The European football governing body UEFA issued a diplomatic statement to AFP agreeing it might be wisest to just pop in and out of town on match day. "It is expected that the preferred option for the majority of travelling fans will be charter flights arriving and leaving on the same day," UEFA said.

The rates some of the city's more modest places are charging sometimes look like a misprint. A hotel called Harmony on Andriyivskiy Descent offers a room with a double bed and a miniature TV set balanced on a windowsill for 3,534 euros. Another two euros gets you a breakfast. A person at reception asked AFP to write a formal letter to management when asked why the price had been revised up for that one day from the usual 29 euros.

Fans who thought they were being clever by booking long in advance also had trouble getting answers after discovering they had no places to stay.

"Booked my hotel for Kiev months ago," a Liverpudlian named Stephen wrote on Twitter. "Now @bookingcom decided that they are gonna cancel it for me free of charge so I can re-book it for 15 grand!"

A spokesperson for Booking.com said all of the site's prices were set by the hotels and that it was ready to defend the interests of clients who had their reservations tossed out.

The Spanish sport daily Marca published accounts of similar horror stories befalling Real fans. One received a message from his hotel asking him to cancel his reservation "because we will not have electricity and water for the dates indicated". Another place said "a virus attack" was responsible for a cheap room being offered when in fact there were none.

Kiev city authorities have responded by assigning the problem to the state anti-monopoly committee. The committee said on Tuesday that it had started "to monitor prices on the hotel services market". It has not been heard from since.

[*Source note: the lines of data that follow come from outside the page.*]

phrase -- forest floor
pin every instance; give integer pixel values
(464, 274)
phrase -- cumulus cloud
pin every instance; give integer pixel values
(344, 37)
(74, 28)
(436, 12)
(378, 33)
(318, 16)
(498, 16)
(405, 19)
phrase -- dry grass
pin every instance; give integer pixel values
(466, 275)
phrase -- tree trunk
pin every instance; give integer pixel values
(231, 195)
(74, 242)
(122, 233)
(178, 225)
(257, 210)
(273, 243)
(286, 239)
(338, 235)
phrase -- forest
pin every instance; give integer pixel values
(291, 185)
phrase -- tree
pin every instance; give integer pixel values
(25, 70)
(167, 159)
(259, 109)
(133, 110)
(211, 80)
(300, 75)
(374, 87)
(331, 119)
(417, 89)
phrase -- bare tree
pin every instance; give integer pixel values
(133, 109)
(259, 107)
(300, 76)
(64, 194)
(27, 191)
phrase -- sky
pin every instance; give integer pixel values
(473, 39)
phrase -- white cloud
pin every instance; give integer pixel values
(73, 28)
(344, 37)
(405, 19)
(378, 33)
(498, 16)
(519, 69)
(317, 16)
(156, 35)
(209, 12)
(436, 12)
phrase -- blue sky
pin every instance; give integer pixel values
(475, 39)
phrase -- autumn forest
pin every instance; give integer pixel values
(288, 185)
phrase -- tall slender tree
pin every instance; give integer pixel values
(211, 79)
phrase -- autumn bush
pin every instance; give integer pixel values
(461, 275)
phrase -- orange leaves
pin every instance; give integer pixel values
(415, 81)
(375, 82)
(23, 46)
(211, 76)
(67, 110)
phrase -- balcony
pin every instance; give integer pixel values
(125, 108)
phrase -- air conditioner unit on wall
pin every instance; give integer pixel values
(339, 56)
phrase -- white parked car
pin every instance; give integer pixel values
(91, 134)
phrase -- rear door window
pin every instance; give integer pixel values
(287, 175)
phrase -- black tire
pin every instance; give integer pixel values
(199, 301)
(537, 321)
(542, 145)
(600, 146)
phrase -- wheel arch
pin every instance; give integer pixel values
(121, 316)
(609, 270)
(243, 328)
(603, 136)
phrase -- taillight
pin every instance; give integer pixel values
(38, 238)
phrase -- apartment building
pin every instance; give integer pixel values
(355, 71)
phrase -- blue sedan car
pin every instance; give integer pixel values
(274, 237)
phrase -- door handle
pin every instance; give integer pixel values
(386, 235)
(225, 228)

All of which prompted kind Ukrainian souls to start a Facebook page offering free couches to desperate lovers of the beautiful game. To promote a welcoming image of Ukraine, Ukrainians have taken to social media to offer supporters spare beds, lifts from the airport and even home-cooked meals of borscht, a traditional beetroot soup. It had nearly five thousands members by Saturday and a big write-up in the Liverpool Echo newspaper.

Even President Petro Poroshenko has offered to host a few fans to make up for the lack of affordable accommodation in the capital over the weekend of the final.

Ukrainian lawmaker Yegor Sobolev and his family are among the locals that decided to invite soccer fans to stay in their home for free when they heard hotels had aggressively raised prices.

Opposition MP Sobolev, his wife and three children have agreed to hand over the keys to their apartment in central Kiev to a Liverpool supporter and his young daughter.

"I don't think this is a risky idea. This is a pleasant and powerful way to connect people from different countries and continents," he told Reuters in his apartment.

"That is what football means," he said, surrounded by his children including his soccer-mad son Misha, 11, who was wearing full Liverpool kit.

This is not the first time the family have hosted strangers. In 2014, they invited a family to stay for three months who had fled pro-Russian separatist fighting in eastern Ukraine.

Page creator Victor Kylymar told the paper that he was not really into football but felt an "obligation" to help people out. "This is a common event for all of Europe and to use this to make money is not the best idea," Kylymar said.

Kiev's outpouring of hospitality stems in part from a desire to show the country has recovered from the worst of a political and economic crisis sparked by a 2013/14 pro-European uprising and subsequent separatist conflict.

"This group should be called 'You'll Never Walk Alone'," member Zibby Puculek said in a post, referring to the Liverpool club anthem. "You are very, very nice people."